1. A method for pull back SiN to increase rounding effect in a shallow trench isolation process, comprising the acts of:

a. preparing a substrate and forming an oxide layer on the substrate;

b. forming a dielectric layer on the oxide layer;

c. defining shallow trenches by etching;

d. etching the dielectric layer;

e. using high density plasma chemical vapor deposition oxide fill to fill in the shallow trenches;

f. leveling the oxide fill;

g. rounding the shallow trench corners; and

h. removing the dielectric layer, wherein after the removal of the dielectric layer, multiple cleaning processes are required.

2. The method as claimed in claim 1, wherein in the dry etch act, the dry etch is an isotropic dry etch having high selectivity to the Si3N4/Si ratio, preferably the ratio being larger than 3.

3. The method as claimed in claim 1, wherein the gas used in the dry etch act are CHF3 and CH2F2, the pressure is 50-90 mT, the top power is between 500-700W, the bottom power is between 20-50W.

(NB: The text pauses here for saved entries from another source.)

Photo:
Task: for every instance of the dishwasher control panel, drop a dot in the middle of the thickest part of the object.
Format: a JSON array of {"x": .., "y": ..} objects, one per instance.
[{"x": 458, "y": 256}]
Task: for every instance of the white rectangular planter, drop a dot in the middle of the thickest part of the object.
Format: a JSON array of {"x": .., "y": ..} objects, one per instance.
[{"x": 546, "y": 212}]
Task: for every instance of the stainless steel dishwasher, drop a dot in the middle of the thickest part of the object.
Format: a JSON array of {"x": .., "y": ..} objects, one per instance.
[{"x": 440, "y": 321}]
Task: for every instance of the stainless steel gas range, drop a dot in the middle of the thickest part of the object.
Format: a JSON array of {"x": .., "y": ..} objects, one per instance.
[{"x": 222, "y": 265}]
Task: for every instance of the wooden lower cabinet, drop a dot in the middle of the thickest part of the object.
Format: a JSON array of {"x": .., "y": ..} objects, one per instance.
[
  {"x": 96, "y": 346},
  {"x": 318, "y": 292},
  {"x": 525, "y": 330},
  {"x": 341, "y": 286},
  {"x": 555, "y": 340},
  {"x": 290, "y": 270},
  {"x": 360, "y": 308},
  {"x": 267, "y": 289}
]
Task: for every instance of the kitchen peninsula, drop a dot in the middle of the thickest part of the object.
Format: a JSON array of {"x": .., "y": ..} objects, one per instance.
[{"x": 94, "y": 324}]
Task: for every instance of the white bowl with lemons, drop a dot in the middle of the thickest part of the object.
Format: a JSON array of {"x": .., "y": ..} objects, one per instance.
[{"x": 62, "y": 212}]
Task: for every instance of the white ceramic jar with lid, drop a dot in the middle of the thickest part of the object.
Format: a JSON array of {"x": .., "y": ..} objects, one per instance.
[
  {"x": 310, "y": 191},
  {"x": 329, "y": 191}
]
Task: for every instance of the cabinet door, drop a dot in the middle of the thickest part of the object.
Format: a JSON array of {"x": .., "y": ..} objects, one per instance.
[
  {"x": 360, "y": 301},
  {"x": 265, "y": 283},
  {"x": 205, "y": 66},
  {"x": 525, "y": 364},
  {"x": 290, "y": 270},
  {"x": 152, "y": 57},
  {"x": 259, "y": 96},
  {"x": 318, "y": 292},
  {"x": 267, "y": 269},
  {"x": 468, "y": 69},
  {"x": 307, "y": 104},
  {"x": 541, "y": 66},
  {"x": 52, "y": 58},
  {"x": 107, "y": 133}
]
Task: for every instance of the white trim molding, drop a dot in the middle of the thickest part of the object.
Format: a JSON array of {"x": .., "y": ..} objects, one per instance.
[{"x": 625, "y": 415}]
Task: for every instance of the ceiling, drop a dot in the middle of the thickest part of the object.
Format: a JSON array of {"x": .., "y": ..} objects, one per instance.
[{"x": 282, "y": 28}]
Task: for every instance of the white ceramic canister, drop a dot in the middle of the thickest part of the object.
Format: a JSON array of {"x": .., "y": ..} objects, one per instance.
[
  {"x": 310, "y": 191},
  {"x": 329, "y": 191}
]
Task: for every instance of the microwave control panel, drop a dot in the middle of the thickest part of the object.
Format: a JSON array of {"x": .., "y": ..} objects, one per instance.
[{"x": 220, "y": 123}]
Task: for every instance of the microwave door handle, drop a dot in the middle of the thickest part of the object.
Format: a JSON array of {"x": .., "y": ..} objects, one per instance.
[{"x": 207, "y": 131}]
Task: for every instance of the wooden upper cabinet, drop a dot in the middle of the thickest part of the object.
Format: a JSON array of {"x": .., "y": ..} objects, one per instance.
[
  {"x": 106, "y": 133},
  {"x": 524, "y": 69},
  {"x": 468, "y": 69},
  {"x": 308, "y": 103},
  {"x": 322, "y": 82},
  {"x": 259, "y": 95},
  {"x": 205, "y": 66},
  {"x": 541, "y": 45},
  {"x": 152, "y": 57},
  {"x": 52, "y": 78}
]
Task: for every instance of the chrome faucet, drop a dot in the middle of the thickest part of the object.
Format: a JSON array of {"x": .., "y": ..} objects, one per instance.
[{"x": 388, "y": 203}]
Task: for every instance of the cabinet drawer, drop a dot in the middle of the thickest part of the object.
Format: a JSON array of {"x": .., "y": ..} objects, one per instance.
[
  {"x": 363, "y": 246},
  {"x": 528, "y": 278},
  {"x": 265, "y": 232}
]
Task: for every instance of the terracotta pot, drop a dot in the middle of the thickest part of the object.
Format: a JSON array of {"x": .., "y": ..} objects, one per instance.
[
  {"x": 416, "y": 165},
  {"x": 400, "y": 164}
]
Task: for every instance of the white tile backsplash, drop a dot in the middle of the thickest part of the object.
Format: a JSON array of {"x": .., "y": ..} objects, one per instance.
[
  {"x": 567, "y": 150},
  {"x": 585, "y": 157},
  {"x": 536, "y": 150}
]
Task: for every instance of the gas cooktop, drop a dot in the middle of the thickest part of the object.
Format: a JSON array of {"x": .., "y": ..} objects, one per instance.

4. The method as claimed in claim 2, wherein the gas used in the dry etch act are CHF3 and CH2F2, the pressure is 50-90 mT, the top power is between 500-700W, the bottom power is between 20-50W.

5. The method as claimed in claim 1, wherein the dry etch act is applied at the original etcher or applied at another etcher.

6. The method as claimed in claim 2, wherein the dry etch act is applied at the original etcher or applied at another etcher.

7. The method as claimed in claim 3, wherein the dry etch act is applied at the original etcher or applied at another etcher.

8. The method as claimed in claim 4, wherein the dry etch act is applied at the original etcher or applied at another etcher.

9. The method as claimed in claim 1 further having a act of cleaning after the removing act.

10. The method as claimed in claim 2 further having a act of cleaning after the removing act.

11. The method as claimed in claim 3 further having a act of cleaning after the removing act.

12. The method as claimed in claim 4 further having a act of cleaning after the removing act.

13. The method as claimed in claim 5 further having a act of cleaning after the removing act.

14. The method as claimed in claim 6 further having a act of cleaning after the removing act.

15. The method as claimed in claim 7 further having a act of cleaning after the removing act.

16. The method as claimed in claim 8 further having a act of cleaning after the removing act.

17. The method as claimed in claim 1, wherein the substrate is made of Si.

18. The method as claimed in claim 1, wherein the oxide layer is made of SiO2.

19. The method as claimed in claim 1, wherein the dielectric layer is made of Si3N4.

20. The method as claimed in claim 1, wherein the gas is CF4Ar.

21. The method as claimed in claim 1, wherein the gas is CH4/He.